Author: Jose Luis Vivero Pol

Date: 29/02/2016

Introduction:

Les statistiques sur la faim dans le monde, qui dépeignent un monde qui progresse de façon remarquable, servent à justifier les idéologies économiques prédominantes (productivisme, néolibéralisme et privatisation des ressources). Le présent texte propose une analyse approfondie de ces données (sous-alimentation, malnutrition chronique) et met en garde contre les interprétations biaisées. Régi par le système alimentaire industriel déterminé par le marché, le monde ne se porte pas très bien et l'OMD1 sur la lutte contre la faim n'a clairement pas été atteint.
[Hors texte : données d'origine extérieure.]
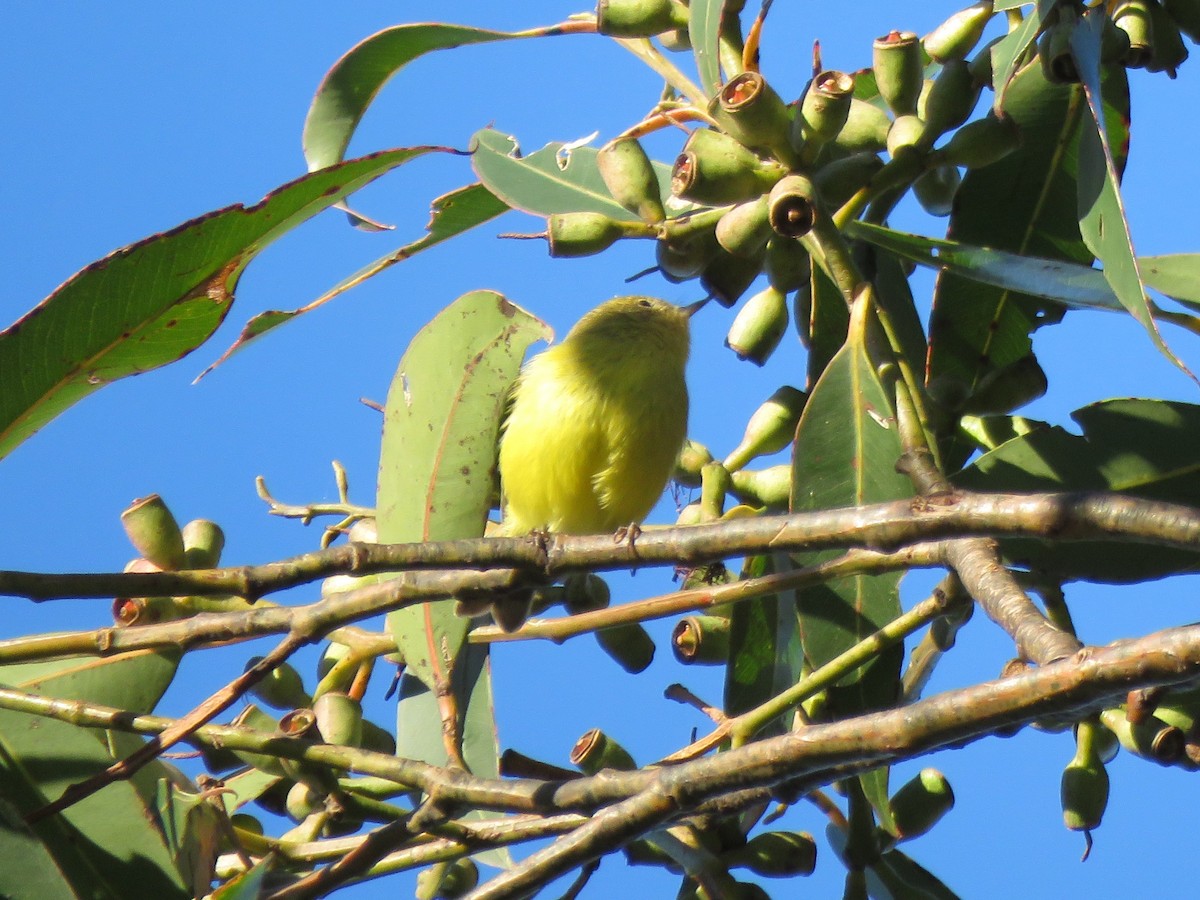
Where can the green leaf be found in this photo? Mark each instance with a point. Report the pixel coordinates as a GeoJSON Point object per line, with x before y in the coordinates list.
{"type": "Point", "coordinates": [703, 31]}
{"type": "Point", "coordinates": [436, 479]}
{"type": "Point", "coordinates": [1026, 204]}
{"type": "Point", "coordinates": [897, 876]}
{"type": "Point", "coordinates": [1072, 285]}
{"type": "Point", "coordinates": [247, 886]}
{"type": "Point", "coordinates": [348, 88]}
{"type": "Point", "coordinates": [108, 844]}
{"type": "Point", "coordinates": [451, 215]}
{"type": "Point", "coordinates": [825, 322]}
{"type": "Point", "coordinates": [438, 460]}
{"type": "Point", "coordinates": [845, 454]}
{"type": "Point", "coordinates": [1008, 52]}
{"type": "Point", "coordinates": [765, 648]}
{"type": "Point", "coordinates": [1102, 219]}
{"type": "Point", "coordinates": [1144, 448]}
{"type": "Point", "coordinates": [1176, 275]}
{"type": "Point", "coordinates": [154, 301]}
{"type": "Point", "coordinates": [556, 179]}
La loi de l'offre et la demande ne parviendra jamais à éradiquer la faim, comme l'affirment les Objectifs de développement durable pour l'après-2015, car le marché n'est nullement incité à offrir de la nourriture à ceux qui n'ont pas d'argent pour payer ces ressources vitales. Il est nécessaire qu'intervienne un changement fondamental et que soit établi un contrat social selon lequel la nourriture est considérée comme un bien de première nécessité pour tous et la nutrition comme un bien public. Le concept de nourriture pour tous fait référence à l'équité, la coopération, la résilience et la démocratie directe du niveau local au niveau mondial. Le présent texte fournit des éléments normatifs et pratiques en vue d'effectuer la transition vers la durabilité, qui a lieu actuellement dans de nombreuses sociétés rurales traditionnelles et qui est intégré à nombre d'initiatives collectives citoyennes pour la faim. Nous devons tous réaffirmer notre rôle en tant que citoyens-mangeurs et pas seulement comme consommateurs-mangeurs.


 

Peut-on éradiquer la faim à l’horizon post-2015 en continuant à traiter l’alimentation comme une marchandise ?
Le changement de paradigme que l’on n’ose même pas envisager : l’alimentation comme un bien commun

Jose Luis Vivero Pol, Unité BIOGOV, Centre de Philosophie du Droit, Université catholique de Louvain, Place Montesquieu 2, Louvain-la-Neuve B-1348, Belgique.

Introduction
Les agences de l’ONU basées à Rome chargées des questions de l’alimentation et de la faim (FAO-FIDA-PAM, 2014) affirment que dans le monde, 795 millions de personnes ont souffert de sous-alimentation chronique[2] pendant la période 2014–2016, ce qui représente 216 millions de personnes en moins, comparée à la période 1990 – 1992. Selon ces chiffres, l’on est passé d’un taux de 18,6 % à un taux de 10,9 % (soit une baisse de 21,4 %).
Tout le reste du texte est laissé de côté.